Reduce block size of sumFramesGpu CUDA kernel

This commit reduces the maximum kernel block size so that (nominally) we can fit at least 3 blocks per multiprocessor (MP) instead of just 2. This was necessary because it turns out that it is register usage, rather than thread count or shared memory usage, that is limiting how many blocks can be launched per MP. Unfortunately, we don't have a way to programatically determine the register usage, so I am lowering the block size as a workaround. This commit also adds error-checking code so that such kernel launch errors are reported more transparently in the future.
Nabarb · Feb 7, 2019 · 0cd3671 · 0cd3671
1 parent f85a5e3
commit 0cd3671
Showing 1 changed file with 10 additions and 3 deletions.
diff --git a/@MoDT/mex_src/sumFramesGpu.cu b/@MoDT/mex_src/sumFramesGpu.cu
@@ -307,11 +307,11 @@ void computeFrameSums(int D, int N, int K, int T,
         cudaGetDeviceProperties(&prop, deviceNo);
         // Design for the worst-case scenario in terms of # frames per block
         int maxT_eff = 64; // I decided this
-        // Figure out how many clusters we can do and still have 2 blocks per MP
+        // Figure out how many clusters we can do and still have 3 blocks per MP
         int maxThreads = prop.maxThreadsPerMultiProcessor;
-        int maxK_thread = (maxThreads/2) / (D+1);
+        int maxK_thread = (maxThreads/3) / (D+1);
         int maxMem = prop.sharedMemPerMultiprocessor;
-        int maxK_mem = ((maxMem/2) - maxT_eff*sizeof(*d_fsLim))
+        int maxK_mem = ((maxMem/3) - maxT_eff*sizeof(*d_fsLim))
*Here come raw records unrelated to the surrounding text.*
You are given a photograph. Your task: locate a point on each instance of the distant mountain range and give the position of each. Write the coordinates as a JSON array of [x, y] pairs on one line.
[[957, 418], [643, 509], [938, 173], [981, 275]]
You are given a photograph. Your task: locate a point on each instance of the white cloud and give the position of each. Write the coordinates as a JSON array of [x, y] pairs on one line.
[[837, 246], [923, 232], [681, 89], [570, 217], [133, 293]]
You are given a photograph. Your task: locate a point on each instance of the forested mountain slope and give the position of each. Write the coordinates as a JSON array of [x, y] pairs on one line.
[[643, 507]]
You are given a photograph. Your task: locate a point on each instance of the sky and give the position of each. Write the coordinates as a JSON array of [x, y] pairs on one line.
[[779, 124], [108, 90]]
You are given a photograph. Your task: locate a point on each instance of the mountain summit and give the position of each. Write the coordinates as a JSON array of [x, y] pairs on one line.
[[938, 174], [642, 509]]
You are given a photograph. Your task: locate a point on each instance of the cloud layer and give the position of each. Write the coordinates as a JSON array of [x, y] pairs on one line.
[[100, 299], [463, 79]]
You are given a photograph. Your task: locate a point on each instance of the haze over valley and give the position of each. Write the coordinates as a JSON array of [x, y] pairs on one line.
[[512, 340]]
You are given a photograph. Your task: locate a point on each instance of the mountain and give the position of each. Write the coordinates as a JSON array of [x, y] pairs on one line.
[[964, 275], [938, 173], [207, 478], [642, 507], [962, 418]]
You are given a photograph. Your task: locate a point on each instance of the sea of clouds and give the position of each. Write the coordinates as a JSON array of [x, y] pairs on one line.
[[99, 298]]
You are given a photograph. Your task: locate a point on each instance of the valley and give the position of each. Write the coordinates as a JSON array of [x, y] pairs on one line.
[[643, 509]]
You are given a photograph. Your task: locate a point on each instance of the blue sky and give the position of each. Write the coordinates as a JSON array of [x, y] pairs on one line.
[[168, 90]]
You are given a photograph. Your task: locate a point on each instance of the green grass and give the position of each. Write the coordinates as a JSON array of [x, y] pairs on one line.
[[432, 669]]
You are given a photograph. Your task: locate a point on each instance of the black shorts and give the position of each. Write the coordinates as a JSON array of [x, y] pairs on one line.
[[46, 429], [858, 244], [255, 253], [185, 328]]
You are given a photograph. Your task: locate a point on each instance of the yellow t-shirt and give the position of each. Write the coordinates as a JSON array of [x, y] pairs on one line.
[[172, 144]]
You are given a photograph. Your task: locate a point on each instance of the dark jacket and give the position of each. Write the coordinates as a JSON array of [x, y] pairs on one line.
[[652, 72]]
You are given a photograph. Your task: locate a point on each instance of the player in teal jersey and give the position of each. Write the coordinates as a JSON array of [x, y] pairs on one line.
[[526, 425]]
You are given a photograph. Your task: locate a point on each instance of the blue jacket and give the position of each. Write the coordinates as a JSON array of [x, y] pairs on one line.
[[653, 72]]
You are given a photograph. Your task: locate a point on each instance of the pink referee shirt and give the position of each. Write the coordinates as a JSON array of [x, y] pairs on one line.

                        / (READ_BUFF_SZ*sizeof(numeric_t)) - D;
         int maxK = std::min(maxK_thread, maxK_mem);
         // If we can't do all of the clusters at once, try to spread them evenly
@@ -338,6 +338,13 @@ void computeFrameSums(int D, int N, int K, int T,
         // Launch the kernel
         sumFrames<<<blocksPerGrid, threadsPerBlock, memPerBlock>>>
                 (D, N, K, T, d_Y, d_wzu, d_fsLim, d_wzuY, d_sumwzu);
+        // Check for kernel launch errors
+        cudaStat = cudaGetLastError();
+        if (cudaStat != cudaSuccess) {
+            std::cout<<"kernel launch requested 32 x "<<nWarps<<" threads and ";
+            std::cout<<memPerBlock<<" mem per block."<<std::endl;
+            mexErrMsgIdAndTxt(cudaErrId, cudaGetErrorString(cudaStat));
+        }
 
     } else {
         /* For larger problems, we turn to cuBLAS */